Some of the important decision makers in the French broadcast world for documentary include Dana Hastier, who runs France 3 television's history documentaries, including one entitled The World of Obama, which will air in time for the election and which promises to be less than admiring of the President who created such hope almost four years ago. Another project on Obama, which demonstrated a more positive link between his "world" and the man and president he has become, ended up not being funded by French television. France 3 also co-produced a doc focusing on the anniversary of 9/11 which screened last year, The Day That Changed the World. A third doc proposed to the channel focuses on the Anglo-American bombing of France in 1944 and the approximately 11,000 civilians who were killed as a result. As approximately 8 to 11 million French watch one documentary every week, these programs do indeed have an impact. There seems to be no decrease in the audience's appetite for documentary.
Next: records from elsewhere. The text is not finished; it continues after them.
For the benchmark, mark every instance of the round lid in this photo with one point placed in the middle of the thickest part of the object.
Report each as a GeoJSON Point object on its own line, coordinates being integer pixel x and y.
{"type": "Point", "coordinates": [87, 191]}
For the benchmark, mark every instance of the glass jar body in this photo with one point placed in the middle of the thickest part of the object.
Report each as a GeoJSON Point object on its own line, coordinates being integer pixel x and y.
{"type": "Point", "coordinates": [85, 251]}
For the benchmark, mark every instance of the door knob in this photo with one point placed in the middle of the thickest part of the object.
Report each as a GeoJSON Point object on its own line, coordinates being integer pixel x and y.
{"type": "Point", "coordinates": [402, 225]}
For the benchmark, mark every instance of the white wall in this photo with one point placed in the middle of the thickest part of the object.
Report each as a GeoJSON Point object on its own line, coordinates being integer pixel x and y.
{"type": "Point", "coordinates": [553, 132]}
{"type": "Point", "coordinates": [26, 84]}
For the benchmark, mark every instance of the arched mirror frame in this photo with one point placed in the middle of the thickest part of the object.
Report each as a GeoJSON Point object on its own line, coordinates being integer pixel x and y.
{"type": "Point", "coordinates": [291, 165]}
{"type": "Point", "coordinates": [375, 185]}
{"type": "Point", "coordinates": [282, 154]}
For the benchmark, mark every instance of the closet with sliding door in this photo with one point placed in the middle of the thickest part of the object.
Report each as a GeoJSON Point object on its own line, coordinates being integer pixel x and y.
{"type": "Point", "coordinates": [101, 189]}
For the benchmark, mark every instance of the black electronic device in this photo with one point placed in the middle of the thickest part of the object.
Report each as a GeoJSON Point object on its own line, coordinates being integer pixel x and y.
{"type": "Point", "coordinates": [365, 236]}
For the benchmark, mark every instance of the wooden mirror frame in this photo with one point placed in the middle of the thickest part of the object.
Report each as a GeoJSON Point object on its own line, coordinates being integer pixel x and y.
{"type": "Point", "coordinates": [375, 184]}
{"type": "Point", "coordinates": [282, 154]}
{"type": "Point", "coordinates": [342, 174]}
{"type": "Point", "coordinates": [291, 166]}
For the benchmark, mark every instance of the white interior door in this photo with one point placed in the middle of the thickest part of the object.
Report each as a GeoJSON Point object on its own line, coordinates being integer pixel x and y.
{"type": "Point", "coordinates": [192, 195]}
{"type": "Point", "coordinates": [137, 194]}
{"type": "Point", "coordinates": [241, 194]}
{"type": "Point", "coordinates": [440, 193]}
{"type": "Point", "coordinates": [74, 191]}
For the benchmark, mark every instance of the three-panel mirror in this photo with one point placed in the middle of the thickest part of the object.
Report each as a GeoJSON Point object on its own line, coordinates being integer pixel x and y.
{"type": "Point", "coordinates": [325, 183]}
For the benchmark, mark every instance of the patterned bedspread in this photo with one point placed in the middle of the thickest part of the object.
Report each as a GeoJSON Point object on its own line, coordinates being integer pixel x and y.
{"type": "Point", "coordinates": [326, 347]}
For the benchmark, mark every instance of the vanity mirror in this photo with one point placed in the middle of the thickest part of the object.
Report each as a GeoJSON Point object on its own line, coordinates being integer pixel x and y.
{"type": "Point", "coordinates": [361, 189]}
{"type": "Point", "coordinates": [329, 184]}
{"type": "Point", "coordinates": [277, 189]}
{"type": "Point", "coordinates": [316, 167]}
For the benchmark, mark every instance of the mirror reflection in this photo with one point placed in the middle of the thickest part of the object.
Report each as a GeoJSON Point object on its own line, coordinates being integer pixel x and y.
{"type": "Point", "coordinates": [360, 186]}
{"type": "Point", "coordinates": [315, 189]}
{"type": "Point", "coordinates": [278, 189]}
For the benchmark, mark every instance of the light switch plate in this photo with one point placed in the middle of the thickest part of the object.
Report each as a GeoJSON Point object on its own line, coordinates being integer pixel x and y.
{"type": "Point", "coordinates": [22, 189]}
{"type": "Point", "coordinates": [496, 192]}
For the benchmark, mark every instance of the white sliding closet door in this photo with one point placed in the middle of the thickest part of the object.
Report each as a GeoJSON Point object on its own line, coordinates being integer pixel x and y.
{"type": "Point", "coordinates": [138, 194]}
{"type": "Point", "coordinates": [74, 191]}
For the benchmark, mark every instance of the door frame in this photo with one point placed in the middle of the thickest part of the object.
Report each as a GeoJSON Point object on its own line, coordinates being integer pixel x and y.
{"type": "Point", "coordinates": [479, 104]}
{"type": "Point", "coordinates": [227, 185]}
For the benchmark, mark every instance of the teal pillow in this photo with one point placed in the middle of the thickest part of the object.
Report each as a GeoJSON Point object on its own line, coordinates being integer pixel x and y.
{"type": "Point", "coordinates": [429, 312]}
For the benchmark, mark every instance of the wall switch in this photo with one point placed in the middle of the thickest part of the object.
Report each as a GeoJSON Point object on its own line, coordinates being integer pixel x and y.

Arte has an extremely exciting and forward-thinking lineup of documentaries, both productions and acquisitions. One much anticipated doc is director Tony Gatlif's Time for Outrage, based on the book by French Resistance fighter Stephen Hessel (Indignez-vous). The reflection of the "We are fed up and will not take it anymore" movements such as Occupy, the Arab Spring and others have made the book a best-seller. Gatlif commented,

This is urgent. The disorder of financial capitalism is throwing the world and its population into a crisis that is increasingly tough for millions of people, reduced to unemployment and plunged into poverty. These dark times in which we live may lead to worse still, a surge in xenophobic and racist violence, a war of civilization, pitting nations against other nations in the name of God, the incompatibility of cultures, or quite simply hatred of the other. Cinema, like literature, music and the other arts, must fight against this terrible outcome.

And while on the subject of outrage, one cannot forget the fraud and manipulation by banks which have rigged the system. As more information comes out of the UK, US and elsewhere about the disturbing behavior of those who profit the most in our financial markets, the head of the Arte channel's Society and Geopolitics documentary programming, Alex Szalat, handed me a DVD of a CAPA Productions co-prod with Arte and Canal+ entitled Goldman Sachs: The Bank That Runs the World, by Jerome Fritel and Marc Roche, which will air September 4. I had already read Marc Roche's book of the same name and discovered the financial industry insiders, whistleblowers and outraged politcos who began speaking out against Goldman Sachs early on. The most disturbing part of the story is the borderline legal, but morally corrupt, approach to hiding Greece's debt, which in fact created a Trojan Horse effect for Europe. Is this economic warfare ? How can it not be ?

The refreshing reminder that French filmmakers and funders defend auteur-driven works, finance documentaries that ask tough questions, and fight back against a mainstreaming of factual filmmaking, is one of the strong suits of Sunnyside. For those documentaries that make it to the big screen, playing in cinemas, as well as those that find a home on broadcast television, documentaries are reaching new audiences around the world. And the world is better for it!